A critical component of a chip multiprocessor is its memory subsystem. This is because both power and performance behavior of a chip multiprocessor is largely shaped by its on-chip memory. While it is possible to employ conventional memory designs such as pure private memory or pure shared memory, such designs are very general and rigid, and may not generate the best behavior for a given embedded application. Our belief is that, for embedded systems that repeatedly execute the same application, it makes sense to design a customized, software-managed on-chip memory architecture. Such a memory architecture should be a hybrid one that contains both private and shared components. In the hybrid architecture case, while some processors have private memories, others do not have one. Similarly, the different processor groups can share memory in different fashions. For example, a memory component can be shared by two processors, whereas another component can be shared by three processors.

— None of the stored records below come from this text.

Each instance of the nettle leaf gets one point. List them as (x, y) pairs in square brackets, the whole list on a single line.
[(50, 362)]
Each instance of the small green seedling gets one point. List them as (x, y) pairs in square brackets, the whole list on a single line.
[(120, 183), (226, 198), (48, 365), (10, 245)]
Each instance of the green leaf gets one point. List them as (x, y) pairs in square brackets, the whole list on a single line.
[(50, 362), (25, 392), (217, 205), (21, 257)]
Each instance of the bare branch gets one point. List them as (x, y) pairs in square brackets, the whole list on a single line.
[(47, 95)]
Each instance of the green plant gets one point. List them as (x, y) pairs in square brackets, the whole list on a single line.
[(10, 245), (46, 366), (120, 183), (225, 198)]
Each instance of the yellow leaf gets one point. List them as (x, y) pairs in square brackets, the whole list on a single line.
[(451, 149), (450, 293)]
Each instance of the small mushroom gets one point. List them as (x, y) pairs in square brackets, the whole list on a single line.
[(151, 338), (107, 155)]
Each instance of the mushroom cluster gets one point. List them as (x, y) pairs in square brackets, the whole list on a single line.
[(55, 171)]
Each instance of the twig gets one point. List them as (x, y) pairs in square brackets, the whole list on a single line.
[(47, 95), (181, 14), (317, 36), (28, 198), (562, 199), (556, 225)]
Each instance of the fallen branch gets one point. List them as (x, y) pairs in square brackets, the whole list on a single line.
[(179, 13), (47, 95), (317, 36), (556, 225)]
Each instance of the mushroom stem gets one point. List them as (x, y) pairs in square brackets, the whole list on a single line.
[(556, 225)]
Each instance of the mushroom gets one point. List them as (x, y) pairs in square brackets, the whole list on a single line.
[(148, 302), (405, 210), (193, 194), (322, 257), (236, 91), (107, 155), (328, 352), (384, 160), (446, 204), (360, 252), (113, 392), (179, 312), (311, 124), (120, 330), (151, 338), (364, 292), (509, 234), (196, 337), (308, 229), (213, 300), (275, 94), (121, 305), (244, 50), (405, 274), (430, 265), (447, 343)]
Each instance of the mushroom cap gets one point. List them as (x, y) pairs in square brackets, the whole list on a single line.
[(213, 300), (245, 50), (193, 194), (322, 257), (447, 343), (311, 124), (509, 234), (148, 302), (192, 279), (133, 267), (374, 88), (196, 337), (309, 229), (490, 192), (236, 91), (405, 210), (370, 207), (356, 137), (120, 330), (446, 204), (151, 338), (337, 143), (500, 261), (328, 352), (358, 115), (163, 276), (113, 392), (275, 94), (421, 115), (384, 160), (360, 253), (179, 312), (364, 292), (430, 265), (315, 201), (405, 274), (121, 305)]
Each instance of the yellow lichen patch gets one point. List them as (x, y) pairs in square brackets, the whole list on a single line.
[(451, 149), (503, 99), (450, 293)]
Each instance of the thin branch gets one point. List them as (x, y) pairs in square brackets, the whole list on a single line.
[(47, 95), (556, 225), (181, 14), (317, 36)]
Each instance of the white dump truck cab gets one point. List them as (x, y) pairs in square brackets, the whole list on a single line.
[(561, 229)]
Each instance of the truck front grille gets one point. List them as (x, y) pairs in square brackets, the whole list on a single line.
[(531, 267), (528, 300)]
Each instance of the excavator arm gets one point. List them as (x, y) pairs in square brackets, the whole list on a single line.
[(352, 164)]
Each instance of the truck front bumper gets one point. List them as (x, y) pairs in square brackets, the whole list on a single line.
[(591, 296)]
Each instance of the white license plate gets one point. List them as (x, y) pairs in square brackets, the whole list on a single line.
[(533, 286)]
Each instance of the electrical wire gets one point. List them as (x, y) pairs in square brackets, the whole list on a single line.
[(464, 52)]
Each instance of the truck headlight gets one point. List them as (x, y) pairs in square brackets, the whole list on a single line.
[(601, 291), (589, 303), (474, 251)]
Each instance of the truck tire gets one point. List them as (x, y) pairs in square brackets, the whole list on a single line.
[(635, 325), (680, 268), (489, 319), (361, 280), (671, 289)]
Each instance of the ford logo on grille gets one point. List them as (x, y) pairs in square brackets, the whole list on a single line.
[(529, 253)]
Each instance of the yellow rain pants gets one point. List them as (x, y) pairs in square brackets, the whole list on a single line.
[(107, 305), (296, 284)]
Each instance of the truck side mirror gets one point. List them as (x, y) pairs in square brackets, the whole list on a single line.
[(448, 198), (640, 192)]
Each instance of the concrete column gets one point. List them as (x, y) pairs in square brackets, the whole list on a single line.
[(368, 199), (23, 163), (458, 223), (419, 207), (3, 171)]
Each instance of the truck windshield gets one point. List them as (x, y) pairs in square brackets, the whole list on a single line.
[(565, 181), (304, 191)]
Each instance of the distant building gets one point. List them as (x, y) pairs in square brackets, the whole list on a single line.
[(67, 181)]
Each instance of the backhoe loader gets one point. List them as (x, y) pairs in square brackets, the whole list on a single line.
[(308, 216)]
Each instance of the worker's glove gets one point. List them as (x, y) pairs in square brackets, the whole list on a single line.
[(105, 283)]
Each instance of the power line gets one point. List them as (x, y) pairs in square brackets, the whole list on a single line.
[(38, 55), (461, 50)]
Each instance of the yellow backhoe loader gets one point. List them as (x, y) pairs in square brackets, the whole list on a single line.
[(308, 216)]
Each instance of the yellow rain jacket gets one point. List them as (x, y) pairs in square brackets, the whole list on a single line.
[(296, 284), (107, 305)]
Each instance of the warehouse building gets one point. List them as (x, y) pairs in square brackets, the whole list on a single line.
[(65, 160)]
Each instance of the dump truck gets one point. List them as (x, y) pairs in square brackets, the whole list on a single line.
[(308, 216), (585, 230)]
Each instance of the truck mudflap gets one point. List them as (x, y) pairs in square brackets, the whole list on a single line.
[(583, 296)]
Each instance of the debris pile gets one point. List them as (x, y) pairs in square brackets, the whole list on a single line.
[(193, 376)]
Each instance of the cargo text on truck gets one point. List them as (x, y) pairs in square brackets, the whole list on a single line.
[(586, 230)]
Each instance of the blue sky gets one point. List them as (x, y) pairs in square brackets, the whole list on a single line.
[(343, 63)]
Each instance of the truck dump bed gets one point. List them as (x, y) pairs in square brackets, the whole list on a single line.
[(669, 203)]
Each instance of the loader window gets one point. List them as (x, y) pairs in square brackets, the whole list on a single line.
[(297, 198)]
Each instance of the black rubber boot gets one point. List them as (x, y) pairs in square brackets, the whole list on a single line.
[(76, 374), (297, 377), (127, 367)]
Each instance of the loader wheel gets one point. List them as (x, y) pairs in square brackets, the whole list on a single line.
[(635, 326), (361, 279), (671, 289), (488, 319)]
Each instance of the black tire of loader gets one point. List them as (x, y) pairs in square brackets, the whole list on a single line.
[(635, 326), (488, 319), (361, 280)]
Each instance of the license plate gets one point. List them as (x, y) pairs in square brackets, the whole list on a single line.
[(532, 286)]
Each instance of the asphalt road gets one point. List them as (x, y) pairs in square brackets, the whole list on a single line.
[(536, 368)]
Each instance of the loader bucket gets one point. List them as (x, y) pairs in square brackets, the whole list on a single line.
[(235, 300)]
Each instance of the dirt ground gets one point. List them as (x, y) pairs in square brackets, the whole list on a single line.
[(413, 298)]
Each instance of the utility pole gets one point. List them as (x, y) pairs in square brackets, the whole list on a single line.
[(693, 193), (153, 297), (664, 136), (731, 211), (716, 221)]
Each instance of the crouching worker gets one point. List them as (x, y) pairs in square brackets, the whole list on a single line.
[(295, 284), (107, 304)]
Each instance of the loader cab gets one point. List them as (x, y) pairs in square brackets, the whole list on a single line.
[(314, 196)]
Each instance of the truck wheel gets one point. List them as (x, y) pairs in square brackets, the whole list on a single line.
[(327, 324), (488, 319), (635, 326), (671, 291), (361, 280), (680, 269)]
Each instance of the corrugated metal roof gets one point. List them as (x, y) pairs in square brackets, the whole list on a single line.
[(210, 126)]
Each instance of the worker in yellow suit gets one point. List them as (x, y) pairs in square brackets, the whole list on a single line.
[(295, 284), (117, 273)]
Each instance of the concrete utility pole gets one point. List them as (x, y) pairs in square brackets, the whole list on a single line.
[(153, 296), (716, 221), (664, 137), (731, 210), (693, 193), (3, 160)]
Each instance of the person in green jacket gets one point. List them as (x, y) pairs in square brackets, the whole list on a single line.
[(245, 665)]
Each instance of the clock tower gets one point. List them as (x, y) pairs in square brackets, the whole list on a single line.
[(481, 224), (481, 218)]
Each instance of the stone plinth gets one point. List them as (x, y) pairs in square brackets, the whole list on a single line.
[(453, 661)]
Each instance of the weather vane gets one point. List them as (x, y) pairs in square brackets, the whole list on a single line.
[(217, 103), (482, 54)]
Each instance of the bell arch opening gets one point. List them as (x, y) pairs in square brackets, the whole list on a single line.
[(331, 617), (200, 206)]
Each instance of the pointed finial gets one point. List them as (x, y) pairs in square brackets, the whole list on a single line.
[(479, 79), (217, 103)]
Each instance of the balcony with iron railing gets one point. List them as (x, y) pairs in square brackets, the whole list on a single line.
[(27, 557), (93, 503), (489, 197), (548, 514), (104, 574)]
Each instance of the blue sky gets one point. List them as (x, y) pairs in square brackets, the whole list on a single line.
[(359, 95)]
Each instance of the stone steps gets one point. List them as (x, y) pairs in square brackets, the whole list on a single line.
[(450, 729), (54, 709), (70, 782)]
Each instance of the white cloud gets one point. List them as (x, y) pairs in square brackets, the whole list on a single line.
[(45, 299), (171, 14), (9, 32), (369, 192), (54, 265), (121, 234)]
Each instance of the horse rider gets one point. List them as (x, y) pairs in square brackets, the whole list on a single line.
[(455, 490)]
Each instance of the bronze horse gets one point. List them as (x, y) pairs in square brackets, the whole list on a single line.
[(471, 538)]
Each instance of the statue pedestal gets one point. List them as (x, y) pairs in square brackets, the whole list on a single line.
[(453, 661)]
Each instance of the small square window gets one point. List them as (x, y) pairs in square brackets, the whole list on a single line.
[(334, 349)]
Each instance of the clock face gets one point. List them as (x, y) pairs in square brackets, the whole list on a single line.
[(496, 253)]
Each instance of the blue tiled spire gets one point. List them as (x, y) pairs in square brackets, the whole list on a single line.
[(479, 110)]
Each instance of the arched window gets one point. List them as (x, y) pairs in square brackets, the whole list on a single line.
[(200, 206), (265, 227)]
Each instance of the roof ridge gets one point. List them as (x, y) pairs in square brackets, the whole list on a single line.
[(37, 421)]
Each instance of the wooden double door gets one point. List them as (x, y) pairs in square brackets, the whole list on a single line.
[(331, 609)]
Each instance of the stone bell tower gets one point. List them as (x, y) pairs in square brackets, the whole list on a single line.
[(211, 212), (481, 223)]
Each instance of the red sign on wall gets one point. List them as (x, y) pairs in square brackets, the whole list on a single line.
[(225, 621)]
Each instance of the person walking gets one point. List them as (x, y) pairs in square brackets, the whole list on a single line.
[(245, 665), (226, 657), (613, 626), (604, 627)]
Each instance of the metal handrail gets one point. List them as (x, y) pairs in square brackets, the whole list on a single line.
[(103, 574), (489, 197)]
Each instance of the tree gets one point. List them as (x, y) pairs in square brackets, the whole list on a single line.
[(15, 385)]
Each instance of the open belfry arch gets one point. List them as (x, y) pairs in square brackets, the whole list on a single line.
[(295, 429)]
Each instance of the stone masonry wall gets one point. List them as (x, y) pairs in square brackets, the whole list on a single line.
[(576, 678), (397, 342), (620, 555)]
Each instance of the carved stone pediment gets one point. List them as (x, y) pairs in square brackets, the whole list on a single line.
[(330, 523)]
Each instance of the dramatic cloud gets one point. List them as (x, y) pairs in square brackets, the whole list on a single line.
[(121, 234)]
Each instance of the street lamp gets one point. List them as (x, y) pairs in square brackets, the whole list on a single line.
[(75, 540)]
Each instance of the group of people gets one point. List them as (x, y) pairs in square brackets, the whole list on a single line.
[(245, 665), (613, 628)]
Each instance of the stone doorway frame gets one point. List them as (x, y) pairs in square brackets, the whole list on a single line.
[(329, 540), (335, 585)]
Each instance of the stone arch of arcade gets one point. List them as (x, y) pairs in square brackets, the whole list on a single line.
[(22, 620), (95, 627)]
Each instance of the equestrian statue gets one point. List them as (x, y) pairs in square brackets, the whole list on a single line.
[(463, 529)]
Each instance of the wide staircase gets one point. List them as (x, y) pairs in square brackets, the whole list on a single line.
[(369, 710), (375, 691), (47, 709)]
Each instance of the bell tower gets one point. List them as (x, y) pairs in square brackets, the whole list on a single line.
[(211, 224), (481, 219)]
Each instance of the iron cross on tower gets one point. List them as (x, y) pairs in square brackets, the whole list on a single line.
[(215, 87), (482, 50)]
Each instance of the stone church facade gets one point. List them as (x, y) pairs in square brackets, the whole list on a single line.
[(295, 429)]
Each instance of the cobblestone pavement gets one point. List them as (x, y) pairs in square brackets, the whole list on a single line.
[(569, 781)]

Designing such a customized hybrid memory architecture is not trivial because of at least three main reasons. First, since the memory architecture to be designed changes from one application to another, a hand-waived approach is not suitable, as it can be extremely time consuming and error-prone to go through the same complex process each time we are to design a memory system for a new application. Therefore, we need an automated strategy that comes up with the most suitable design for a given application. Second, design of such a memory needs to be guided by a tool that can extract the data sharing exhibited by the application at hand. After all, in order to decide how the different memory components need to be shared by parallel processors, one needs to capture the data sharing pattern across the processors. Third, data allocation in a hybrid memory system is not a trivial problem, and should be carried out along with data partitioning if we are to obtain the best results.